Na anamnese da LHF, o tutor pode mencionar perda de peso, falta de apetite, apatia, mudança de alimentação, viagem recente e outras situações que podem gerar estresse para os gatos.
O hemograma pode evidenciar anemia não regenerativa, normocítica, normocrômica, leve a moderada e presença de poiquilocitose. O leucograma pode estar normal ou compatível com um leucograma neutrofílico de estresse.
Na bioquímica hepática há um aumento consistente das enzimas hepáticas alanina aminotransferase (ALT), aspartado aminotransferase (AST) e fosfatase alcalina (FA). A ALT chega a aumentar cinco a sete vezes acima do valor de referência e a FA encontra-se 10 a 15 vezes superior ao intervalo de normalidade. A gama glutamiltransferase (GGT) frequentemente está normal, somente aumentando em casos de colangite concomitante.
Outros achados laboratoriais incluem hiperbilirrubinemia, hipercolesterolemia, hipoalbuminemia, hipofosfatemia, hipomagnesemia, hipocalemia. Os testes de coagulação podem estar alterados pela deficiência de vitamina K e devem ser realizados em casos de punção aspirativa ou biópsia. A urinálise pode revelar lipidúria e bilirubinúria. A dosagem de tiroxina total (T4T) e da glicemia podem ser realizadas para avaliar o acometimento concomitante pelo hipertiroidismo e Diabetes mellitus respectivamente. Os testes para exclusão das retroviroses felinas, leucemia viral felina (FeLV) e imunodeficiência felina a vírus (FIV) devem ser usados rotineiramente em todos os pacientes felinos. O teste para coronavírus felino pode ser preconizado, uma vez que a peritonite infecciosa felina (PIF) pode causar icterícia nos pacientes felinos acometidos.    
As alterações radiográficas abdominais mais comuns são a presença de hepatomegalia (margem ventral do fígado além do arco costal), deslocamento dorsal e caudal do estômago e deslocamento caudal do rim direito. Ao estudo ultrassonográfico de pacientes com LHF, percebe-se hepatomegalia e hiperecogenicidade homogênea difusa no fígado. A ultrassonografia pode auxiliar no procedimento de punção aspirativa guiada e na avaliação de possíveis complicações como hemorragias após biópsia. Outra importância do exame ultrassonográfico é a possibilidade de detecção de alterações relacionadas a outras doenças ou hepatopatias como colangites, neoplasias e  obstrução de via biliar extra-hepática, que podem acontecer juntamente com o quadro de lipidose.
Os diagnósticos diferenciais incluem colangite, cirrose hepática, obstrução de via biliar extra-hepática, neoplasias, anomalia porto-sistêmica, Diabetes mellitus, hipertireoidismo, PIF, FeLV, FIV, toxoplasmose, platinosomose e septicemia.
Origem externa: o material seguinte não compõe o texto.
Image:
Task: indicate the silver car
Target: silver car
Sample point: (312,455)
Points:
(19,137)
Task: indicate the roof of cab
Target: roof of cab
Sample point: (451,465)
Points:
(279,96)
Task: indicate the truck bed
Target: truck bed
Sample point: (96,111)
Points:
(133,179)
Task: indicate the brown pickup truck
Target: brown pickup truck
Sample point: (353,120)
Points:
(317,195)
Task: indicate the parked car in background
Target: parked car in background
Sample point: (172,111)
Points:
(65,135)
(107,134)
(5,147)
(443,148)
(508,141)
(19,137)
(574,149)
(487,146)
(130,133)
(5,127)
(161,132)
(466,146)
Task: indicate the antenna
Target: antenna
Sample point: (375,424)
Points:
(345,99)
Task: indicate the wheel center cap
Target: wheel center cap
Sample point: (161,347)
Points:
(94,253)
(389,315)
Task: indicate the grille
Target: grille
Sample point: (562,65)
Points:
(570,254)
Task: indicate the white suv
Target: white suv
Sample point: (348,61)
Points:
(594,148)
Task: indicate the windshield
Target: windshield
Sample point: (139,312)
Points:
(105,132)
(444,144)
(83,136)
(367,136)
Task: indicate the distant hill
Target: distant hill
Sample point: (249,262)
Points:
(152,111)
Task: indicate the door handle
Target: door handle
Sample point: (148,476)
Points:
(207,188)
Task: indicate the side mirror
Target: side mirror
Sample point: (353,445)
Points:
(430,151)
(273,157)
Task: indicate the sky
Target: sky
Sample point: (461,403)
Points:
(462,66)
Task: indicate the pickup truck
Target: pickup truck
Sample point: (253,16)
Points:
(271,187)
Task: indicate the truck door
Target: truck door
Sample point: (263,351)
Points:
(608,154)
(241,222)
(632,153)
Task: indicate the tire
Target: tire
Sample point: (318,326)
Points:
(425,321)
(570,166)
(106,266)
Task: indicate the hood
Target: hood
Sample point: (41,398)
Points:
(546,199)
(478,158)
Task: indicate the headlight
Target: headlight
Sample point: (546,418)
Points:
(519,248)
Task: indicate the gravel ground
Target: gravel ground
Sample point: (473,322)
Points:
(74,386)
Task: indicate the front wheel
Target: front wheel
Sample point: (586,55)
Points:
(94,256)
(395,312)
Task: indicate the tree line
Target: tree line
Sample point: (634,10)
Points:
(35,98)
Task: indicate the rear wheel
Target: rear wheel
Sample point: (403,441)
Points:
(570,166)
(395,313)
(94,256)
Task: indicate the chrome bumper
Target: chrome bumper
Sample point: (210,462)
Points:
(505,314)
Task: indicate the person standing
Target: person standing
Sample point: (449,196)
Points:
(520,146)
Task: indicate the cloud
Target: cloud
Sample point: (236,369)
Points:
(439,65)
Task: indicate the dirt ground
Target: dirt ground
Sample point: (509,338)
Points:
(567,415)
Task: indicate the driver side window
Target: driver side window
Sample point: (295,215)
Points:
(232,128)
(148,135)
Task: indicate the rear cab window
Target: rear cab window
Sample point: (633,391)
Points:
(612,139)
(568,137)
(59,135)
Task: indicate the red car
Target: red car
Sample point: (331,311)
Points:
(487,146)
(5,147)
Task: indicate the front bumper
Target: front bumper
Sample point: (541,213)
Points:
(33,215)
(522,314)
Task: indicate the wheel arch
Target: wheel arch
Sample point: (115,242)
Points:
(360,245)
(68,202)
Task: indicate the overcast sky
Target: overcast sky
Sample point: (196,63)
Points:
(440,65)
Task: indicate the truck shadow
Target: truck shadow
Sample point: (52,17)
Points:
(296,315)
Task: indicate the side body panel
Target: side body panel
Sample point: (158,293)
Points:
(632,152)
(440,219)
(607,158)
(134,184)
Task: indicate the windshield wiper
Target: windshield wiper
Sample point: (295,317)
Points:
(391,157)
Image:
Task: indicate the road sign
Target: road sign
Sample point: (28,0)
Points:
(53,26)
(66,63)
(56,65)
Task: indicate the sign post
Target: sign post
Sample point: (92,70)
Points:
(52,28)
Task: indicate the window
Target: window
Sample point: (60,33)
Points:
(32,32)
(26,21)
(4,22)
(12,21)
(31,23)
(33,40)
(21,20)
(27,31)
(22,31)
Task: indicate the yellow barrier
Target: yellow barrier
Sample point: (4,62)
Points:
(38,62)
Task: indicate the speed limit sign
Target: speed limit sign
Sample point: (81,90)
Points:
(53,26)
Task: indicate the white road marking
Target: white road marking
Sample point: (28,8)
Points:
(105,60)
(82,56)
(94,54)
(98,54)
A abordagem terapêutica da lipidose tem como pilares a nutrição de qualidade, o fornecimento de micronutrientes (aminoácidos e vitaminas), tratamento suporte, cuidados intensivos de enfermagem e correção da causa subjacente, se houver.
A base do tratamento para LHF é a nutrição. A alimentação, essencial o para sucesso da terapia, pode ser dada por via oral através de alimentação espontânea, com a oferta de alimentos mais palatáveis e ou aquecidos com o objetivo de melhorar o aroma ou forçada com o auxílio de seringa. Outras formas de fornecer alimento ao gato anorético é através  da implantação de tubos de alimentação, principalmente a sonda esofágica. A sonda nasoesofágica pode ser uma alternativa para o momento inicial do tratamento, enquanto o gato é preparado para uma esofagostomia.
O tratamento de suporte pode ser feito com fluidoterapia, antibioticoterapia e  antieméticos e protetores gástricos. A ondansetrona é indicada para os gatos que apresentam bastante náusea.
Os micronutrientes coadjuvantes do tratamento da LHF são as vitaminas do complexo B (B1 e B12), vitamina E como antioxidante, vitamina K para os casos de coagulopatias e os aminoácidos como taurina, arginina, L-carnitina e SaME. Outras opções medicamentosas são a silimarina e o ácido ursodesoxicólico mais comumente usados em casos de colangites associadas.  
O prognóstico para a LHF é reservado.  Mesmo aqueles gatos submetidos à tratamento adequado com  intenso suporte nutricional  e cuidados de enfermagem intensivos podem apresentar uma taxa de mortalidade de 40%. Os gatos não tratados satisfatoriamente chegam a mostrar 90% de mortalidade.